Poco antes, ese mismo día, se había comprado un gorro de paja de ala ancha, como una prenda rústica que sirviera para ocultar y disimular sus rasgos. Le quedaba algo grande y se bamboleó cuando giró una esquina a toda velocidad. Entonces se sacó la camisa que se había comprado también esa misma mañana, tiró de la capucha, formuló un conjuro, apuntó con su dedo a la prenda y se echó hacia atrás. Su concentración permitió que la capa se sostuviera en el aire, hinchada como si aún alguien la estuviera ocupando. La gente se quedó boquiabierta y ella se colocó el otro índice sobre los labios, como indicando que no descubrieran la broma. En esencia, ese era el caso.

Se escondió en un portal, alejándose tanto como podía mientras mantenía la capa suspendida en el aire. Apenas tuvo tiempo para pensar que ningún lugar parecía lo suficientemente alejado, cuando los soldados giraron por la esquina y se sobresaltaron lo suficiente como para no darse cuenta de que el bromista estaba a un palmo de sus narices. El guerrero que iba a la cabeza, con la cara enrojecida y llena de picaduras de los insectos, trató de agarrar la prenda flotante. Para él era como una figura encapuchada que le daba la espalda y Ópalo hizo que saltara hacia él como un fantasma. Este conjuro específico no podía ejercer ningún tipo de fuerza, pero ella se las arregló para enrollar un pliegue de la prenda alrededor de la cabeza del guardia, cubierta por un casco.

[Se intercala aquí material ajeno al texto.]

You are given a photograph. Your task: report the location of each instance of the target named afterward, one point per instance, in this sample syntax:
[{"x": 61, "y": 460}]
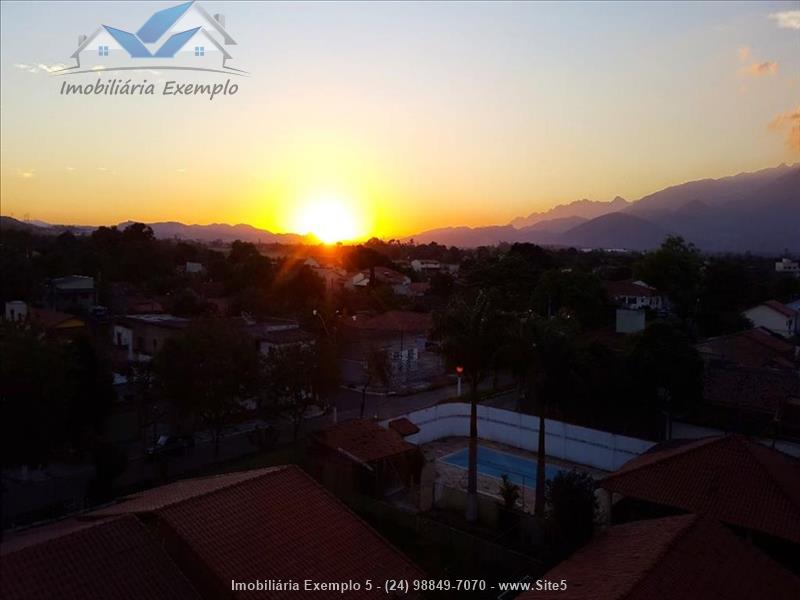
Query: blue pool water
[{"x": 495, "y": 463}]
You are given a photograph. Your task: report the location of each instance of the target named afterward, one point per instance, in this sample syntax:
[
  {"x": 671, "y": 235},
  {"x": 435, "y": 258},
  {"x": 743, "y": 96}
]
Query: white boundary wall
[{"x": 581, "y": 445}]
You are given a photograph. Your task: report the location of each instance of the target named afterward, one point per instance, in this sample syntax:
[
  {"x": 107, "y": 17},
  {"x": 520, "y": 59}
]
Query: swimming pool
[{"x": 495, "y": 464}]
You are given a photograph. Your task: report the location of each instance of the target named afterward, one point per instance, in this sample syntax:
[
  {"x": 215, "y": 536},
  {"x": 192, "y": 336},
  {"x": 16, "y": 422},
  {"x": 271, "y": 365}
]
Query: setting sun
[{"x": 329, "y": 219}]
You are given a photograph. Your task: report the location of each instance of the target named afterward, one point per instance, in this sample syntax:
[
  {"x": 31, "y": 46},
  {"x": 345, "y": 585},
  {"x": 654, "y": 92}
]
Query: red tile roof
[
  {"x": 113, "y": 558},
  {"x": 403, "y": 426},
  {"x": 781, "y": 308},
  {"x": 755, "y": 347},
  {"x": 270, "y": 524},
  {"x": 629, "y": 287},
  {"x": 364, "y": 440},
  {"x": 684, "y": 557},
  {"x": 395, "y": 320},
  {"x": 731, "y": 478}
]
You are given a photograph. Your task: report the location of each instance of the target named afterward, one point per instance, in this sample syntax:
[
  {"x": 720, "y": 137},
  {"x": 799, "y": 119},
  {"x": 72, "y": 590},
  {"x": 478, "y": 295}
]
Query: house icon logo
[{"x": 182, "y": 37}]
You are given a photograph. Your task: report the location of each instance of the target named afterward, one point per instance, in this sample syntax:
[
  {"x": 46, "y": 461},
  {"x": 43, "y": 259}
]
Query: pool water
[{"x": 495, "y": 464}]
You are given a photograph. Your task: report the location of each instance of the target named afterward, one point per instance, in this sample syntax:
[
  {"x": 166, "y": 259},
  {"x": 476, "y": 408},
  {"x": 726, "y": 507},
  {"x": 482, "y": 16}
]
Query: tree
[
  {"x": 572, "y": 509},
  {"x": 376, "y": 370},
  {"x": 289, "y": 383},
  {"x": 471, "y": 334},
  {"x": 207, "y": 372},
  {"x": 667, "y": 369},
  {"x": 543, "y": 360},
  {"x": 675, "y": 268}
]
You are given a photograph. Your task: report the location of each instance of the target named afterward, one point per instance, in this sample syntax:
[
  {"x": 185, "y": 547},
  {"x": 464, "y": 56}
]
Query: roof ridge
[
  {"x": 774, "y": 474},
  {"x": 670, "y": 453},
  {"x": 692, "y": 520}
]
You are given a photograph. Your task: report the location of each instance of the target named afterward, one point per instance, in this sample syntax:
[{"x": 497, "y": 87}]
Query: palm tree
[
  {"x": 471, "y": 334},
  {"x": 542, "y": 358}
]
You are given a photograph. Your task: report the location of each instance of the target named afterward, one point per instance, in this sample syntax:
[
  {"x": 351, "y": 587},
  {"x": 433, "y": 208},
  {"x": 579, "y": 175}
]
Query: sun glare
[{"x": 329, "y": 219}]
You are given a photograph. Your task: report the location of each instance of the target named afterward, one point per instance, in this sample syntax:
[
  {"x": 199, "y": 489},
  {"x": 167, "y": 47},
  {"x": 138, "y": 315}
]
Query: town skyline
[{"x": 417, "y": 126}]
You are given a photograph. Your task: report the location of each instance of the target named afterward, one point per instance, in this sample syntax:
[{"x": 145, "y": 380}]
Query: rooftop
[
  {"x": 685, "y": 557},
  {"x": 730, "y": 478},
  {"x": 364, "y": 440}
]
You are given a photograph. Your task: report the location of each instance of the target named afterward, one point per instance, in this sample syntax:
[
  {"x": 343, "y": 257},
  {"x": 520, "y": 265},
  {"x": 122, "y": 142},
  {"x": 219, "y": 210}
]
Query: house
[
  {"x": 180, "y": 36},
  {"x": 274, "y": 334},
  {"x": 140, "y": 337},
  {"x": 634, "y": 294},
  {"x": 403, "y": 336},
  {"x": 789, "y": 266},
  {"x": 52, "y": 322},
  {"x": 776, "y": 317},
  {"x": 200, "y": 537},
  {"x": 361, "y": 456},
  {"x": 686, "y": 557},
  {"x": 422, "y": 265},
  {"x": 74, "y": 292},
  {"x": 730, "y": 478},
  {"x": 400, "y": 284}
]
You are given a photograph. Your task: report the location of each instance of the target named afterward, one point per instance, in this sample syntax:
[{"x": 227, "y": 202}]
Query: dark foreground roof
[
  {"x": 686, "y": 557},
  {"x": 273, "y": 523},
  {"x": 730, "y": 478},
  {"x": 112, "y": 558}
]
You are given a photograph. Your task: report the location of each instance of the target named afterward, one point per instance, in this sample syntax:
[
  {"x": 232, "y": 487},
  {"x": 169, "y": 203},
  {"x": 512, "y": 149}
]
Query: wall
[{"x": 581, "y": 445}]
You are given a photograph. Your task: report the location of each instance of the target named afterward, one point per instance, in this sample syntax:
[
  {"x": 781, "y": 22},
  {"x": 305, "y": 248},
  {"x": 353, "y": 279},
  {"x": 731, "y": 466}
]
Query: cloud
[
  {"x": 757, "y": 69},
  {"x": 744, "y": 53},
  {"x": 788, "y": 122},
  {"x": 41, "y": 67},
  {"x": 787, "y": 19}
]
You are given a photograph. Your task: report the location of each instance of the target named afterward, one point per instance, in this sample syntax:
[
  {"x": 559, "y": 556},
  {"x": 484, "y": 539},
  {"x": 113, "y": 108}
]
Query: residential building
[
  {"x": 75, "y": 292},
  {"x": 686, "y": 557},
  {"x": 776, "y": 317},
  {"x": 400, "y": 284},
  {"x": 140, "y": 337},
  {"x": 193, "y": 538},
  {"x": 403, "y": 336},
  {"x": 362, "y": 457},
  {"x": 787, "y": 265},
  {"x": 730, "y": 478},
  {"x": 634, "y": 294},
  {"x": 272, "y": 334}
]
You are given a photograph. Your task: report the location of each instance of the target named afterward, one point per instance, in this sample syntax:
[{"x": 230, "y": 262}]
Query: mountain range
[{"x": 757, "y": 212}]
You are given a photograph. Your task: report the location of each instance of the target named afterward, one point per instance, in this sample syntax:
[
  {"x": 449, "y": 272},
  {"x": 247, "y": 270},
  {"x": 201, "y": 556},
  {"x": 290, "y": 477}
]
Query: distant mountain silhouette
[
  {"x": 586, "y": 209},
  {"x": 757, "y": 212},
  {"x": 222, "y": 232}
]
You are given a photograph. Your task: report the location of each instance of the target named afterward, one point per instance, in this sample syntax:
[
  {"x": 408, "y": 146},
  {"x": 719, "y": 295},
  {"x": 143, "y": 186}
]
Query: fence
[{"x": 581, "y": 445}]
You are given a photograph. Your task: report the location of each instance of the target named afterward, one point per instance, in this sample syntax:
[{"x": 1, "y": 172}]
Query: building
[
  {"x": 636, "y": 295},
  {"x": 140, "y": 337},
  {"x": 274, "y": 334},
  {"x": 193, "y": 538},
  {"x": 399, "y": 283},
  {"x": 776, "y": 317},
  {"x": 362, "y": 457},
  {"x": 403, "y": 335},
  {"x": 184, "y": 35},
  {"x": 686, "y": 557},
  {"x": 789, "y": 266},
  {"x": 52, "y": 322},
  {"x": 730, "y": 478},
  {"x": 72, "y": 293}
]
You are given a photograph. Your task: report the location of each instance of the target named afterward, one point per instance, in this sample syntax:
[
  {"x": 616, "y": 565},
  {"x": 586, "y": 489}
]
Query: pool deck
[{"x": 456, "y": 477}]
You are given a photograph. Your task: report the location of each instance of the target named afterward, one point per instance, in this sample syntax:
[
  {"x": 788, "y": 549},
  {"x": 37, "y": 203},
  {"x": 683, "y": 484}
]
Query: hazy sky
[{"x": 415, "y": 115}]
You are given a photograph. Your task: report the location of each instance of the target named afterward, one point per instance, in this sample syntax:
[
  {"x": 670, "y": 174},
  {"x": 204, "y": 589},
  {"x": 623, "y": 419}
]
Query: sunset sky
[{"x": 410, "y": 115}]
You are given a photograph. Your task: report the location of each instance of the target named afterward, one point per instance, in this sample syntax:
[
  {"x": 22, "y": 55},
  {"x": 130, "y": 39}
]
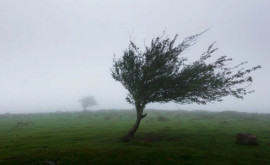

Asustado, el pánico le hizo dar traspiés y aullar mientras, a ciegas, trataba de liberarse sin éxito. Dos guerreros más, también con los rostros hinchados, trataron de ayudarlo. Lo hubieran logrado de no ser por los tumbos que éste daba. Tras renunciar a controlar la prenda, Ópalo salió de su escondrijo, gritó y gesticuló de forma obscena.

Uno de los guerreros chilló, y señaló a sus compañeros hacia ella, al tiempo que reanudaba la persecución. Mientras corría, se colocó tras un puñado de paseantes, con la esperanza de que eso evitase que le arrojasen una lanza por la espalda. Correr se le hacía ya algo más complicado. Podía caminar a buen paso durante todo un día sin enterarse, pero no era tan buena corriendo a toda velocidad. Sentía como el sudor le recorría los brazos y el pecho.

Escuchó como un chorro de líquido salpicaba tras su paso y alguien gritaba. Miró hacia atrás. Nindom apareció en lo alto de un tejado bajo y puntiagudo, mirando hacia la calle. Había conseguido hacerse con un cubo de cal y lo había arrojado sobre sus perseguidores. Éstos, empapados, respondieron con una lluvia de jabalinas. Ópalo profirió un grito ahogado, pero justo entonces su amado se dejó caer y rodó. Las lanzas no le acertaron. Se puso en pie de un brinco y escaló el escarpado tejado mientras sus botas despegaban guijarros sueltos. En un momento, había desaparecido por detrás del techado.

Los guardias de Sendrian dudaban, pensando quiénes de ellos debían perseguir a cada una de las presas. Tal y como Nindom había planeado, Ópalo aprovechó la oportunidad para aumentar su ventaja.